Cadallóra explica que em reunião realizada há aproximadamente dois meses ficou combinado que a retirada do seixo seria apenas na parte do rio localizada na comunidade de Santa Cruz, porém o serviço estaria sendo realizado, também, no bairro Santo Antônio. “Nós chamamos a Fatma (Fundação do Meio Ambiente de Santa Catarina) e constatamos que o local onde está sendo retirado o seixo não está no mapa pré-acordado. Inclusive neste local está acontecendo um problema de desassoreamento e a orientação é que o material não seja extraído”, declara Cadallóra.
“Nós vamos protocolar essa representação no Ministério Público para pedir informações, pois acreditamos que o problema pode estar nas coordenadas feitas pelo levantamento técnico. O que nós queremos é o esclarecimento para que a comunidade não seja penalizada”, afirma o secretário do instituto.

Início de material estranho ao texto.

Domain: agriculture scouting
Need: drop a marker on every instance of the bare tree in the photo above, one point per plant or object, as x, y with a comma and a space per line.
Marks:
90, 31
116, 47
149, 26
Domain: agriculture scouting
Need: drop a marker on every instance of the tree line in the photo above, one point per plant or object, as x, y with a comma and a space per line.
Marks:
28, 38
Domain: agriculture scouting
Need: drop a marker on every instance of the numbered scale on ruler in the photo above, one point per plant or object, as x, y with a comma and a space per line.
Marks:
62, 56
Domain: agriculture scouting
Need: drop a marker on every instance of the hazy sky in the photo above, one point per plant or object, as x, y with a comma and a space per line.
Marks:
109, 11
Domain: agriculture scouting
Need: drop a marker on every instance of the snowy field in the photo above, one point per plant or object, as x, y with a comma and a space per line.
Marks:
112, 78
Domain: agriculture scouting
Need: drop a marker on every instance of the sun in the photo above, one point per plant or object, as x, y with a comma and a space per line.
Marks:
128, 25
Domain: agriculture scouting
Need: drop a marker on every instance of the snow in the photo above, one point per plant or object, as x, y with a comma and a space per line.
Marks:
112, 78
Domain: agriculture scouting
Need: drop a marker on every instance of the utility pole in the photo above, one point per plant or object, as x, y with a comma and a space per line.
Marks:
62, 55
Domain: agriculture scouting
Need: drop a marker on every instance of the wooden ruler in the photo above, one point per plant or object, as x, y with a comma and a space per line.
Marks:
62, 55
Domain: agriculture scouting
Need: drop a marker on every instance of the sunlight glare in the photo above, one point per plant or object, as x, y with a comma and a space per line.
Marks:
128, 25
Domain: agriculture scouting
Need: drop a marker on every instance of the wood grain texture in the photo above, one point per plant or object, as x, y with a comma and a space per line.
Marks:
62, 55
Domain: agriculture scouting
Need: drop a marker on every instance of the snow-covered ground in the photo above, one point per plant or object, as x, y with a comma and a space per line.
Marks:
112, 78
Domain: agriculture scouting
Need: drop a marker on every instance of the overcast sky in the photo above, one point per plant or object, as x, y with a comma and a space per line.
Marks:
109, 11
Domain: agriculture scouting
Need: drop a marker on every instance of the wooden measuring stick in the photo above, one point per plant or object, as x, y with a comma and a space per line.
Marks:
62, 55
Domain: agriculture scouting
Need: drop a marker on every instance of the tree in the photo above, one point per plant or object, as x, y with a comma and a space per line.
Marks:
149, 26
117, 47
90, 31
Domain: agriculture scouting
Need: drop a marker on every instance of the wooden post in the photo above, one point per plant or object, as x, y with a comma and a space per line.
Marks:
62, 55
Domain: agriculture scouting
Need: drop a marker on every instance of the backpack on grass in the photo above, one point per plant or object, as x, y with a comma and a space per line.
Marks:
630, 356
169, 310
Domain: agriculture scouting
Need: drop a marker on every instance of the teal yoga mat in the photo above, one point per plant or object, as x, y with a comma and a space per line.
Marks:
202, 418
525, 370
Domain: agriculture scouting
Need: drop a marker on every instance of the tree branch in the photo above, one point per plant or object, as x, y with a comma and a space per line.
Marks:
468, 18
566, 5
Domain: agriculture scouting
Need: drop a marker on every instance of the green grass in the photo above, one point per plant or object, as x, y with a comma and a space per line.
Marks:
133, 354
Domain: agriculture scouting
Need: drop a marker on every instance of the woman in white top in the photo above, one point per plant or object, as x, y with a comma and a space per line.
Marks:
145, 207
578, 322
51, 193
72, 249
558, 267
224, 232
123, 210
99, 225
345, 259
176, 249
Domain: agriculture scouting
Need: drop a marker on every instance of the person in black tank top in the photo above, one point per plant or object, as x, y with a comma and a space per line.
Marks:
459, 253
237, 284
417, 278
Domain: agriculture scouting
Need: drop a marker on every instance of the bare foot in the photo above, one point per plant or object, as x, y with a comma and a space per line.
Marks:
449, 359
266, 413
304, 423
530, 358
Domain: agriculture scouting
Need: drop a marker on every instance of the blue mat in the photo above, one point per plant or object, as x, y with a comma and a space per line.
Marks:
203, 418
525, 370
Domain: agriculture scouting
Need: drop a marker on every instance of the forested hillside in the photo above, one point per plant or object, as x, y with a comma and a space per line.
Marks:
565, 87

De acordo com o representante da empresa que faz o serviço, Rafael Fernandes, a licença obtida abrange as duas comunidades. “O que acontece naquela região é que, com as enchentes, o rio avança nas propriedades e nós fazemos o desassoreamento porque a prefeitura nos solicitou. O seixo que é retirado lá é utilizado para o próprio reforço das margens e para as obras da estrada entre Treviso e Lauro Müller. Nós possuímos a licença para as comunidades de Santa Cruz e Santo Antônio”, disse Fernandes à reportagem do Clicatribuna.
O prefeito de Treviso, José Réus Rossi, o Juca, confirma a versão do empresário. “Eles têm a licença ambiental. Lá em 2009, quando aconteceu aquela enchente, foi decretada situação de emergência e tinha um trecho que precisava de desassoreamento, o nível do rio fica muito alto e é preciso fazer esse serviço e essa empresa ficou responsável por isso. Esse seixo que está sendo retirado de lá é utilizado nas obras da SC-447”, garante o prefeito.